Question

In: Computer Science

QUESTION REGARDING BIG DATA. Please answer those questions as soon as possible. 2) Spark is increasingly...

QUESTION REGARDING BIG DATA. Please answer those questions as soon as possible.

2) Spark is increasingly popular in the Hadoop market. Describe the following associated
with Spark
a. Spark Core
b. Describe what an RDD is and it’s importance in a Spark environment
c. The four key API of Spark
d. Four reasons why Spark is attractive to users vs Hadoop MapReduce
3) In a Hadoop environment, there are many capabilities which allow for Hadoop to be
integrated as an integral part of a warehouse/analytics ecosystem. There are both open
source options and proprietary options for most. For each of the following tasks, list the
open source and the proprietary option for accomplishing, if they exist.
a. Integrating ETL into a Hadoop environment
b. Creating a Highly Available environment
c. Performing object matching between structured and unstructured data
d. Replicating data between Hadoop clusters
e. Replicating data within a single Hadoop cluster
f. Security and Auditability
g. Running SQL against data in files in HDFS
h. Data movement between a traditional relational and Hadoop environment
i. Dealing with data in motion within a Hadoop environment
j. Administration and Management of a Hadoop environment
4) (a) List the eight file formats that Db2 Big SQL supports, describe the advantages and
disadvantages of each and provide one example of when you would use each .
(b) List two data types of Db2 Big SQL which are treated differently in Hadoop than
would be handled in a non-Hadoop environment .
5) Show the SQL commands you would use, with Db2 Big SQL, to accomplish the following
tasks
a. High performing loading of data into Hadoop from a relational database
b. Inserting a single row into a Hadoop file
c. Creating a new Hadoop table in a parquet file
d. Creating a new Hadoop table with a partitioning key
e. Creating a logical schema pointing to a Hadoop csv file which already exists
f. Creating a new table in HDFS in a native Db2 table format
g. Creating a view over two Hadoop tables
h. Dropping a schema called mydb
i. Inserting data into a Hadoop file with the same schema as another data source
j. Running a PL/SQL stored procedure in Db2 Big SQL

Solutions

Expert Solution

2)a)=Spark Core is the basic of the whole project. It provides distributed task for handling large amount of data.

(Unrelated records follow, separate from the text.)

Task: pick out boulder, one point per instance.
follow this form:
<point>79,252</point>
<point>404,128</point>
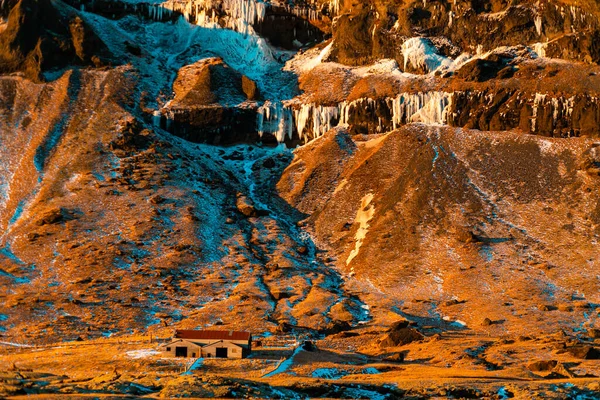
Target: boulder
<point>245,206</point>
<point>400,337</point>
<point>584,352</point>
<point>542,365</point>
<point>53,216</point>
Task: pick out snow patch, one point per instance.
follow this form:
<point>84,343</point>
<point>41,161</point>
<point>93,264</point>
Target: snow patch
<point>422,54</point>
<point>363,216</point>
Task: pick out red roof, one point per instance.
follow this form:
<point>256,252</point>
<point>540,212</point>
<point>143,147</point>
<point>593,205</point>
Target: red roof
<point>212,335</point>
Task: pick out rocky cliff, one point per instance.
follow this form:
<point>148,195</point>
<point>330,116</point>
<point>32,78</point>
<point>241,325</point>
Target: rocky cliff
<point>390,180</point>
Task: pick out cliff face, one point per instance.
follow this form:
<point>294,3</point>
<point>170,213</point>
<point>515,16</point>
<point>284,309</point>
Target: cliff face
<point>368,31</point>
<point>436,213</point>
<point>40,35</point>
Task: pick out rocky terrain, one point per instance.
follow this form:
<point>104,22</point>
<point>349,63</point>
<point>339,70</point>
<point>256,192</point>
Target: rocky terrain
<point>410,187</point>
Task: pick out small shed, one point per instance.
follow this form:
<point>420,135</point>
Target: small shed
<point>208,344</point>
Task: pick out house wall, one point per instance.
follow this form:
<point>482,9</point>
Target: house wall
<point>193,350</point>
<point>233,351</point>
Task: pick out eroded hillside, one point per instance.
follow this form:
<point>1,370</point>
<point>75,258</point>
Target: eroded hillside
<point>411,186</point>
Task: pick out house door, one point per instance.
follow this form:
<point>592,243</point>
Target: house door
<point>221,352</point>
<point>180,351</point>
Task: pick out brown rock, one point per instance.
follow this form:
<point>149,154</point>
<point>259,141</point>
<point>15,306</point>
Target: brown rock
<point>542,365</point>
<point>245,206</point>
<point>594,333</point>
<point>249,88</point>
<point>401,337</point>
<point>52,216</point>
<point>584,352</point>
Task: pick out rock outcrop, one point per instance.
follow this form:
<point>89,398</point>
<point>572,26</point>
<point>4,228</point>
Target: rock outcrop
<point>40,35</point>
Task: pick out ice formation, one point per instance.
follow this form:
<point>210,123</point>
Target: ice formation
<point>421,53</point>
<point>428,108</point>
<point>561,108</point>
<point>240,15</point>
<point>311,121</point>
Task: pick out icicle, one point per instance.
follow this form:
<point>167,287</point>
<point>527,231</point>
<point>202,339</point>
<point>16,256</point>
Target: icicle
<point>538,24</point>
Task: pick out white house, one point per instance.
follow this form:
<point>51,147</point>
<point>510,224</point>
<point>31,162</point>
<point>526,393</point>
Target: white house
<point>208,344</point>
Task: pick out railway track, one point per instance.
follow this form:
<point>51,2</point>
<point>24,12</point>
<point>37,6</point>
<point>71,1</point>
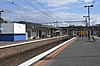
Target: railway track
<point>16,59</point>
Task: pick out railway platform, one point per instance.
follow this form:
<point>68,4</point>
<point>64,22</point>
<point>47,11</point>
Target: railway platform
<point>79,53</point>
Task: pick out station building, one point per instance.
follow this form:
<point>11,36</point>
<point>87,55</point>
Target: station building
<point>12,32</point>
<point>27,30</point>
<point>36,30</point>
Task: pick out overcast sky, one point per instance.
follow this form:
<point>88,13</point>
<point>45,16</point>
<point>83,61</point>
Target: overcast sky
<point>49,10</point>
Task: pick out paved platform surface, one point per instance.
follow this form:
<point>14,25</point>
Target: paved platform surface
<point>79,53</point>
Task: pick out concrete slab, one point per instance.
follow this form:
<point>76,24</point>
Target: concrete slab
<point>79,53</point>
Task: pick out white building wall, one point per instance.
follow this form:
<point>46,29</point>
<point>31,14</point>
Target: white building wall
<point>7,28</point>
<point>13,28</point>
<point>19,28</point>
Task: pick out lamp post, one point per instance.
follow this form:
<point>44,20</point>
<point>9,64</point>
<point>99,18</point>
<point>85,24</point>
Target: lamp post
<point>0,21</point>
<point>89,19</point>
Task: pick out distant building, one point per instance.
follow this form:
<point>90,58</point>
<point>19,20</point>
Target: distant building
<point>13,32</point>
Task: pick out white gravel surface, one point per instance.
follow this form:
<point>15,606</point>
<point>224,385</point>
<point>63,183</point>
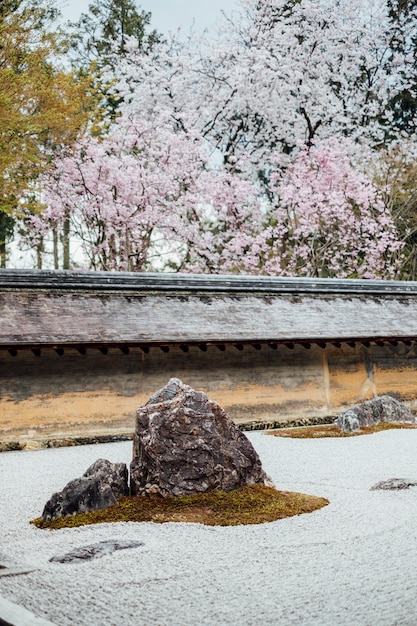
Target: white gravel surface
<point>353,562</point>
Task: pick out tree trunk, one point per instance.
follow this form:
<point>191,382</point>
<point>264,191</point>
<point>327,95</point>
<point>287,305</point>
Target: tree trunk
<point>65,244</point>
<point>55,243</point>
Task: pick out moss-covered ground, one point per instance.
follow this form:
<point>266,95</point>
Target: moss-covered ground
<point>251,504</point>
<point>330,430</point>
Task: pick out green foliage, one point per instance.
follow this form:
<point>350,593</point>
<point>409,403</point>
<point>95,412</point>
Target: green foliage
<point>252,504</point>
<point>331,430</point>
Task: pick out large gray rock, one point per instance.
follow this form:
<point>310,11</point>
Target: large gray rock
<point>394,484</point>
<point>95,551</point>
<point>371,412</point>
<point>185,443</point>
<point>99,487</point>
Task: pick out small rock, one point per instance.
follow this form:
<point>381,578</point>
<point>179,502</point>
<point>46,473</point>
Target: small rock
<point>185,443</point>
<point>95,551</point>
<point>372,412</point>
<point>394,484</point>
<point>99,487</point>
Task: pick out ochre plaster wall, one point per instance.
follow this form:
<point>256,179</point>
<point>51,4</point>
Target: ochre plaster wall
<point>57,397</point>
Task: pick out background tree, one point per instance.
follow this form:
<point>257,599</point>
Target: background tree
<point>42,107</point>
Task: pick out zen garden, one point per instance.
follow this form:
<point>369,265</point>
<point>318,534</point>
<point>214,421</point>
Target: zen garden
<point>208,313</point>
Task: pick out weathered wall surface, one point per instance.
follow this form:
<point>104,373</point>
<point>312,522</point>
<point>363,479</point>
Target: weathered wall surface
<point>79,351</point>
<point>54,396</point>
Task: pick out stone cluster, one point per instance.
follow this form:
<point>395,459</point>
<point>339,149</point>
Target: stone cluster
<point>184,443</point>
<point>372,412</point>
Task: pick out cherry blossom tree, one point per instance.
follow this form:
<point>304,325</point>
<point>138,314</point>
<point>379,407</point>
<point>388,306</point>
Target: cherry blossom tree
<point>145,197</point>
<point>244,154</point>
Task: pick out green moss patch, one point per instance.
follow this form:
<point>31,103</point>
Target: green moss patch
<point>252,504</point>
<point>330,430</point>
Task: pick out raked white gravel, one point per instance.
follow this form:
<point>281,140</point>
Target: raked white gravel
<point>352,563</point>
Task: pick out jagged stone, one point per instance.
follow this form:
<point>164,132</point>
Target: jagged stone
<point>372,412</point>
<point>95,551</point>
<point>394,484</point>
<point>185,443</point>
<point>99,487</point>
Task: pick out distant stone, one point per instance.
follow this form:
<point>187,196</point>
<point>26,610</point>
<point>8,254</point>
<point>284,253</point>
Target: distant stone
<point>185,443</point>
<point>99,487</point>
<point>372,412</point>
<point>95,551</point>
<point>394,484</point>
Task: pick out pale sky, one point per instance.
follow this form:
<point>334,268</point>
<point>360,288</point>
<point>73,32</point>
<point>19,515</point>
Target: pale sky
<point>167,15</point>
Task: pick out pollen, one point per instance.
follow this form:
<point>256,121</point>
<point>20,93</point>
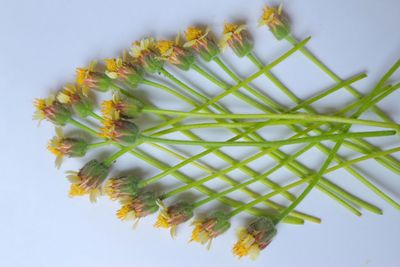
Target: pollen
<point>162,221</point>
<point>193,33</point>
<point>164,46</point>
<point>122,213</point>
<point>76,190</point>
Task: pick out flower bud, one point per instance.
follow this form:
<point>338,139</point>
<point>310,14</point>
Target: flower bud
<point>88,78</point>
<point>61,146</point>
<point>119,130</point>
<point>174,215</point>
<point>209,228</point>
<point>276,22</point>
<point>139,206</point>
<point>88,180</point>
<point>199,41</point>
<point>122,188</point>
<point>51,110</point>
<point>127,108</point>
<point>175,54</point>
<point>73,96</point>
<point>144,52</point>
<point>118,68</point>
<point>255,238</point>
<point>235,36</point>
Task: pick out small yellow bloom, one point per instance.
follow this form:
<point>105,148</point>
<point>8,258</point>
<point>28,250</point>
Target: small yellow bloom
<point>88,180</point>
<point>194,35</point>
<point>165,47</point>
<point>275,21</point>
<point>138,48</point>
<point>85,78</point>
<point>246,246</point>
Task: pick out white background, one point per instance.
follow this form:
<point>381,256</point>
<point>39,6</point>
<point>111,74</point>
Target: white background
<point>42,43</point>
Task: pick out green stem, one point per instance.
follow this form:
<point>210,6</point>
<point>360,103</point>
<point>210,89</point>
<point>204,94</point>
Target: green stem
<point>155,162</point>
<point>110,160</point>
<point>278,143</point>
<point>333,76</point>
<point>292,185</point>
<point>234,88</point>
<point>99,144</point>
<point>299,117</point>
<point>313,183</point>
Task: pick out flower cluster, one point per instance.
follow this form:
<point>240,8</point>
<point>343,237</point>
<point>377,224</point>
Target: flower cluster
<point>117,122</point>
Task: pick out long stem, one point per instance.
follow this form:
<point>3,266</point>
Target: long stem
<point>328,184</point>
<point>236,87</point>
<point>267,143</point>
<point>313,183</point>
<point>299,117</point>
<point>115,156</point>
<point>292,185</point>
<point>155,162</point>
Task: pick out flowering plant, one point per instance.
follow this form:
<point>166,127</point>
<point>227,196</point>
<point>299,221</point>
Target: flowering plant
<point>115,123</point>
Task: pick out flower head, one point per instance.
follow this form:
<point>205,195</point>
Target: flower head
<point>254,238</point>
<point>276,22</point>
<point>51,110</point>
<point>139,206</point>
<point>88,180</point>
<point>122,188</point>
<point>145,52</point>
<point>235,36</point>
<point>62,146</point>
<point>121,68</point>
<point>209,228</point>
<point>119,130</point>
<point>200,41</point>
<point>174,215</point>
<point>175,54</point>
<point>74,97</point>
<point>127,108</point>
<point>88,78</point>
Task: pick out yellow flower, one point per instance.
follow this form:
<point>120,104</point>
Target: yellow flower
<point>175,54</point>
<point>52,110</point>
<point>85,77</point>
<point>256,237</point>
<point>276,22</point>
<point>209,228</point>
<point>172,216</point>
<point>88,180</point>
<point>61,146</point>
<point>138,48</point>
<point>246,246</point>
<point>194,35</point>
<point>199,41</point>
<point>232,32</point>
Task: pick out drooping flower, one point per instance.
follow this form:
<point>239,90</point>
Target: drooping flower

b) RDD {Resillient Distributed Dataset} that is a logical collection of data partitioned across machine. It can be implemented in two ways-

1.Referencing dataset.

2.Transformations (map , filter , join, etc)

c) Spark is a open source plattform, it is easy to use and easy to implement. It can be easily embedded with Java, Scala , Python, R , SQL for the purpose of filter , select , join, map ,reduce, query based programe.

d) 1.The performance level of spark is much better then Hadoop, Spark has be used to sort 100TB of data to 2-3 time faster than hadoop.

2.Spark is not bounded by its peripheral concerns.

3.Spark is complete open source plattform, ie with zero installation costs.

4.Spark is less fault-tolerant because of RDD operartions.

3)a) To implement ETL with Hadoop some steps are required-

1.Set up a hadoop cluster.

2.Connect data source

3.Design Metadata.

4.ETL jobs

5.Workflow to implement.

3)b) For creating highly available envirnoment to use some steps are required-

1.Set up of time synchronization = For control hub machines.

2. Set Up a Load Balancer for Control Hub = HTTP header X-Forwarded-For , IP address and port numbers for each Control Hub instance , HTTPS protocol , URLs , etc

3.Installation of Control Hub Instance = the initial Control Hub instance for a highly available environment

4. Install Additional Control Hub Instances = Installation of Control Hub on a separate machine for connection , Download JDBC Driver of connections , Download drivers ,download files , importing of variables , configration of directories.

5.Initialize Control Hub Instances for use.

3)c). Performing object matching approches between structured and unstructured data are-

1.If there is no mutual between both the data-types.

2.Some textual matches.

3.Matches of hard wired.

4.Probabilistic matching

5.Metadata matching.

3)d).Replicating data between Hadoop clusters= If we want to replicate the data from one hadoop cluster to another hadoop cluster we need one hadoop cluster with some data and another empty hadoop cluster.We can copy files or directories between different clusters by using the hadoop 'distcp' command.You must include a credentials file in your copy request so the source cluster can validate that you are authenticated to the source cluster and the target cluster.

3)e) No. You can't have more than one replication factor for a single node cluster.

3)f).Security available in Spark are -

1.encryption

2.audit

3.authentication

4.authorization

Auditability of spark = The Spark's jobs are run on YARN and read from HDFS. So audit logs for YARN and HDFS access is still applicable and you can use Ranger to view this.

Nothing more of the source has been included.